Beyond this dubious geographical misapplication, the MSU researcher also appears to have incorrectly applied some of the specific New York findings. For example, those earlier scholars found that consolidations saved 8 percent in overall "operating" costs, defined as everything except capital outlays. However, in the MSU report this overall savings rate is applied to a more specific "operations and maintenance" category.

This matters because the MSU author also tries to break down potential savings from consolidating services, not just districts, and incorrectly applies the same 8 percent savings prediction to this narrower goal. The result is exaggerated projections of savings for both consolidating districts and consolidating services. Actually, the 2001 study does not seem to predict cost savings at all for operations and maintenance.

The MSU report also misrepresents the data by claiming not to include charter schools in the consolidation, but including them in its cost savings calculations. The MSU report itself explains why doing so is a mistake: "(C)harter schools are not considered for potential inclusion in school district consolidation since they are intended to function independently. ..."

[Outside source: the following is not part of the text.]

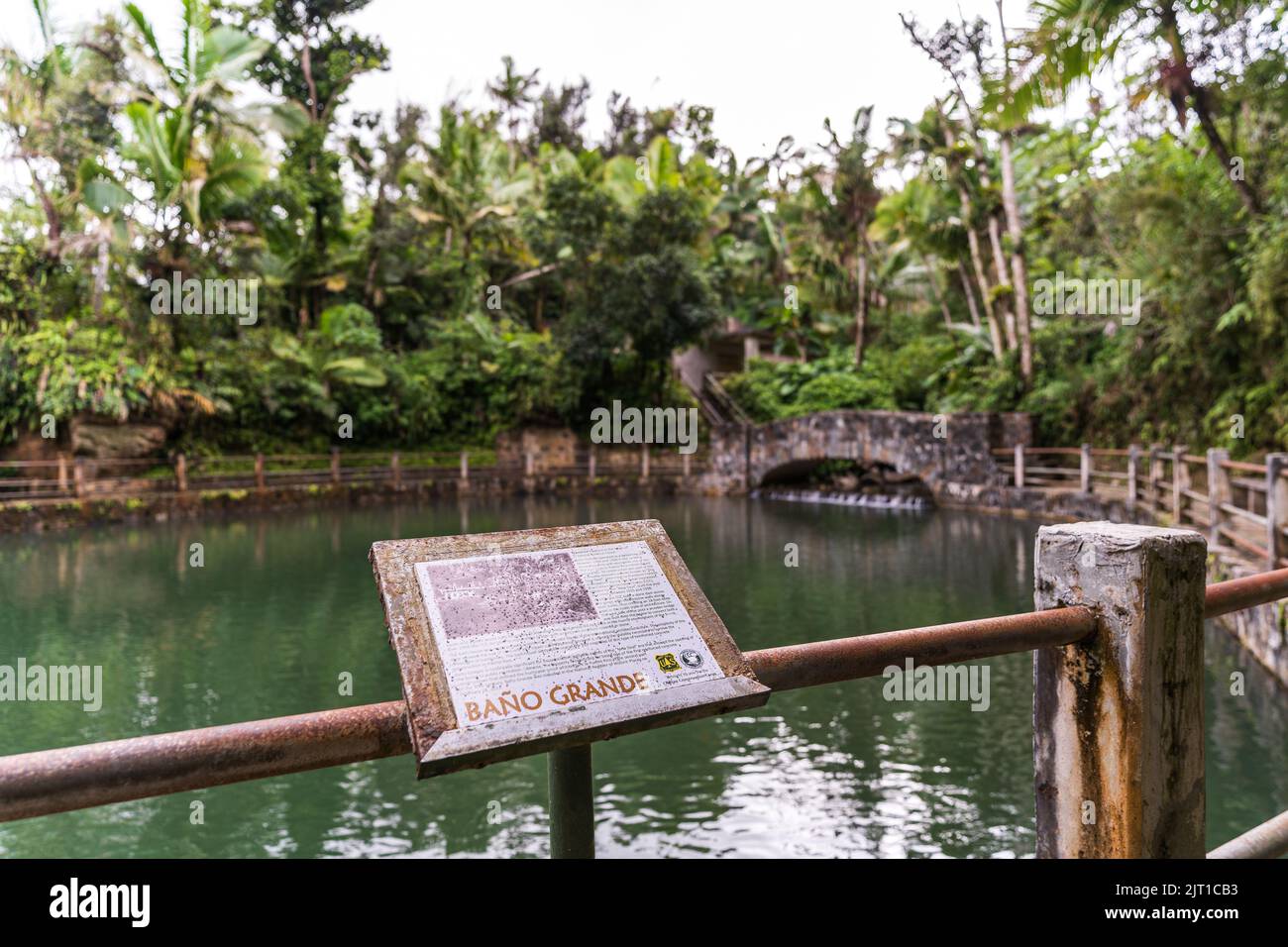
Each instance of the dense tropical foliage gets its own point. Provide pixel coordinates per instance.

But the data used to generate the report's headline estimate of $612 million in potential savings comes from the National Center for Education Statistics, which includes charter school spending. This mistake further inflates purported savings.

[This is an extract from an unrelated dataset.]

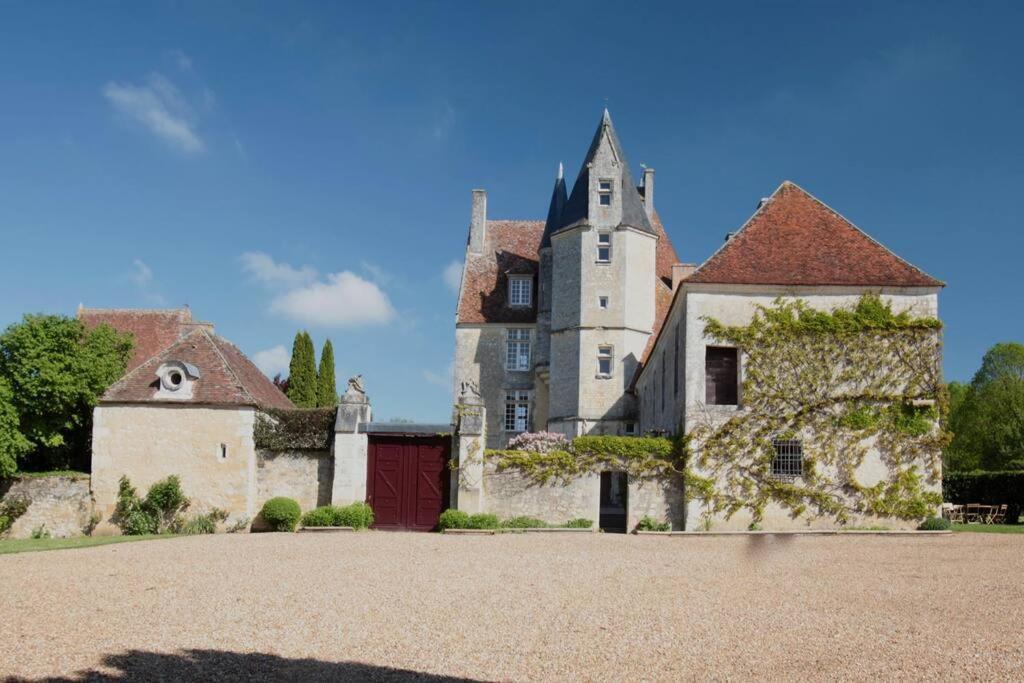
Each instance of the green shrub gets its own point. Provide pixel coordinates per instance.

Furthermore, the MSU study does not consider capital costs, which the New York scholars found actually increased after consolidation. Again, the result of excluding these costs is exaggerated savings compared to those that would result from a proper application of the earlier study model's details.

There are other problems. The original 2001 study projects consolidation savings over a 12-year period, but the MSU report appears to compress these into just three years.* Also, most of the figures Shakrani used to calculate potential Michigan savings come from one table in the New York study listing the projected "economies of scale effects" of combining two 1,500-student rural districts. Yet these are the very districts the earlier authors concluded should not be expected to produce consolidation savings, because other rising costs offset them.

In sum, the MSU report on school consolidation, and the widely reported potential cost saving figures it generated, suffers from two irreparable flaws: The first is simplistically applying 20-year-old data from a narrow class of school districts to current spending trends for the entire state of Michigan. Compounding the methodological error, procedures from the New York study were misapplied and data was misrepresented, significantly inflating the potential cost savings claims. These flaws invalidate the product as a credible resource for any discussion about how to generate better results at lower costs in the Michigan public school system.

 

* It is possible that the MSU author reran the New York study's statistical model using Michigan-specific data to find the savings over a three-year period. However, the report does not provide any results from a regression if one was used, nor does it mention anything about rerunning the statistical model. It appears that author simply multiplied the predicted savings rates (although incorrectly in at least one case) by total 2009 spending for certain school services in Michigan.